Così adesso, oltre all’acqua piovana, ho finalmente cominciato a utilizzare un’altra delle risorse che “mi piovono addosso”: l’energia del sole. C’è ancora un non trascurabile numero di cose da fare prima di poter definire la mia casa “ecosostenibile” ma questo tassello, intanto, è andato al suo posto.

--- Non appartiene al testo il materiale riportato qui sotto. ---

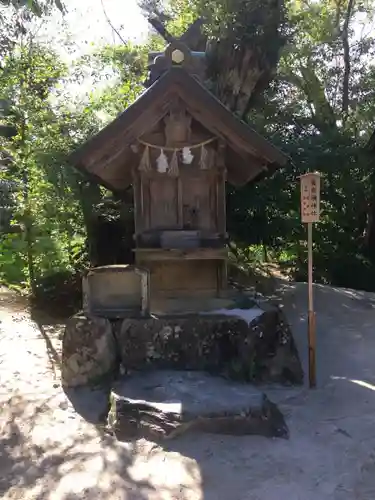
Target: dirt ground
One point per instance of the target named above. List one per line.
(49, 452)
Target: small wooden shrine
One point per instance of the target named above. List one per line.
(177, 145)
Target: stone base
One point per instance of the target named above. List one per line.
(252, 345)
(89, 352)
(164, 405)
(248, 345)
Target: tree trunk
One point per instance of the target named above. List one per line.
(347, 64)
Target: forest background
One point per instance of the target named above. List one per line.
(301, 72)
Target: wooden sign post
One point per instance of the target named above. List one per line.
(310, 212)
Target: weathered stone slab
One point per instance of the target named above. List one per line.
(165, 404)
(89, 352)
(250, 345)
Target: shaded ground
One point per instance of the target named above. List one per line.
(48, 452)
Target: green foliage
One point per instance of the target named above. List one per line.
(301, 73)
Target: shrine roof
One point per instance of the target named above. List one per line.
(108, 157)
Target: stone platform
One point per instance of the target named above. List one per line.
(252, 345)
(161, 405)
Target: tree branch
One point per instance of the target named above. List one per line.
(347, 62)
(111, 24)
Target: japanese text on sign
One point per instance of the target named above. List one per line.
(310, 197)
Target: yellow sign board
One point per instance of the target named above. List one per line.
(310, 197)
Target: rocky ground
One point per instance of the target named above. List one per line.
(50, 452)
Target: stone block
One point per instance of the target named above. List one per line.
(238, 344)
(89, 352)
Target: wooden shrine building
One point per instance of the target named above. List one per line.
(177, 145)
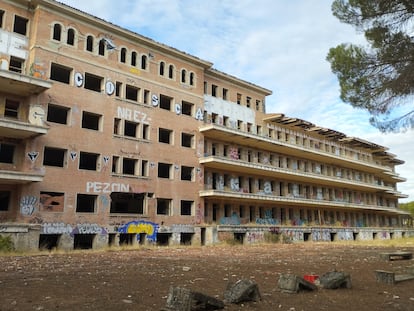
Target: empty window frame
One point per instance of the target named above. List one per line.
(60, 73)
(89, 43)
(57, 114)
(85, 203)
(91, 120)
(165, 102)
(129, 166)
(131, 129)
(144, 62)
(164, 170)
(54, 156)
(187, 173)
(127, 203)
(165, 136)
(20, 25)
(70, 39)
(187, 140)
(164, 206)
(187, 108)
(57, 32)
(88, 161)
(162, 69)
(16, 64)
(186, 207)
(7, 153)
(11, 109)
(93, 83)
(123, 55)
(133, 58)
(131, 92)
(5, 198)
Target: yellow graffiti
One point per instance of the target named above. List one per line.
(141, 228)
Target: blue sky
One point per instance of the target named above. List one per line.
(277, 44)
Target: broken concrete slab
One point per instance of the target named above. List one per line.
(290, 283)
(398, 255)
(335, 279)
(183, 299)
(242, 291)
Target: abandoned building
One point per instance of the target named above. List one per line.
(108, 138)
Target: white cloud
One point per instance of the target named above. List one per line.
(280, 45)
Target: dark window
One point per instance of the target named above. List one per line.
(164, 170)
(187, 140)
(89, 43)
(163, 206)
(162, 68)
(123, 55)
(186, 173)
(4, 200)
(85, 203)
(131, 92)
(134, 59)
(20, 25)
(128, 203)
(101, 50)
(165, 102)
(88, 161)
(16, 64)
(186, 207)
(57, 32)
(54, 157)
(171, 71)
(130, 129)
(6, 153)
(93, 83)
(187, 108)
(191, 78)
(11, 108)
(60, 73)
(71, 36)
(164, 136)
(90, 120)
(183, 75)
(57, 114)
(128, 166)
(144, 62)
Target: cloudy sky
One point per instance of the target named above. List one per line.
(277, 44)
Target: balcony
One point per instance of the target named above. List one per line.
(251, 169)
(18, 177)
(21, 85)
(223, 133)
(301, 202)
(20, 130)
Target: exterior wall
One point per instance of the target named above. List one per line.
(127, 141)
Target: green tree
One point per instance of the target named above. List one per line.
(379, 76)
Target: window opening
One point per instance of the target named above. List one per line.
(54, 157)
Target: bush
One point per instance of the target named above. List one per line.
(6, 244)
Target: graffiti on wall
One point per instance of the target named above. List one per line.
(141, 226)
(234, 219)
(103, 187)
(28, 205)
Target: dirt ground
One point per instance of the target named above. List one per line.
(140, 279)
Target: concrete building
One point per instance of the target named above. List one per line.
(108, 137)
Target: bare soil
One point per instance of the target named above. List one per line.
(140, 279)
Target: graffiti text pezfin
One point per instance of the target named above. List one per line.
(141, 226)
(102, 187)
(132, 115)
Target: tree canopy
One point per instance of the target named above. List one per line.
(379, 76)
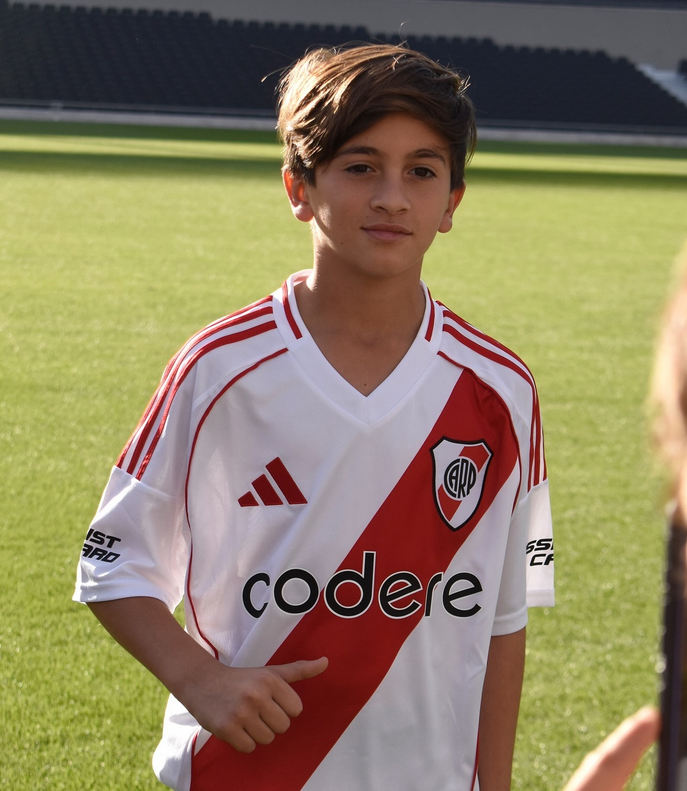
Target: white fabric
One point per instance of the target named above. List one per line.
(251, 396)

Come funziona l’impianto? Il fotovoltaico fa egregiamente il suo dovere e in due mesi di attività ha già prodotto 354 KWh. Le pompe di calore funzionano anch’esse molto bene e riscaldano gli ambienti con un consumo relativamente contenuto, tanto più accettabile visto che adesso l’energia non proviene da una fonte fossile. L’impianto termico mostra un po’ dei limiti nelle giornate di cielo coperto quando per scaldare i 150 litri di acqua contenuti nel suo boiler ha bisogno dell’aiuto di una resistenza elettrica, venendo così a funzionare come uno scaldabagno elettrico. Questo non va molto bene, tanto che sto pensando di riattivare un piccolo scaldabagno elettrico da 30 litri da usare in queste giornate dato che per riscaldare 30 litri ci vuole meno energia che per riscaldarne 150 (oltre tutto utilizzati quasi sempre solo in parte) e che, trovandosi esso in casa, è meno esposto al freddo notturno e dunque conserva meglio il calore. Non trovo ideale questa soluzione ma, essendo la mia casa priva di un impianto di riscaldamento ad acqua, essa è per ora quanto di meglio io possa concretamente attuare.

E il mondo esterno? Come funziona il mondo esterno? Ovvero il mondo degli incentivi e dello scambio sul posto? Per gli incentivi, ovvero il conto energia, staremo a vedere. Per lo scambio sul posto, ho saputo dalla ditta che ha effettuato l’installazione che, mentre l’ENEL fattura nelle sue bollette le solite tariffe per l’energia prelevata dalla rete, il GSE paga l’energia immessa secondo una tariffa decurtata. Perché? Per le spese di trasporto dell’energia. Spese di trasporto? Ma lo scambio non è “sul posto”? Cosa c’entra il trasporto? La faccenda, mi dice il tecnico installatore, non è chiara e “qualcosa dovrà succedere”. Nel frattempo mi consiglia di gestire i consumi in modo da scambiare “sul posto” il meno possibile, ovvero consumare di più nei momenti in cui l’impianto produce di più. In tal modo l’energia consumata è quella prodotta localmente, senza scambi con la rete e senza che intervengano giochi di prestigio monetari. Il consiglio è in perfetta assonanza con i miei principi e dunque mi ci attengo per tutti gli usi in cui è possibile. In attesa che il mondo cambi.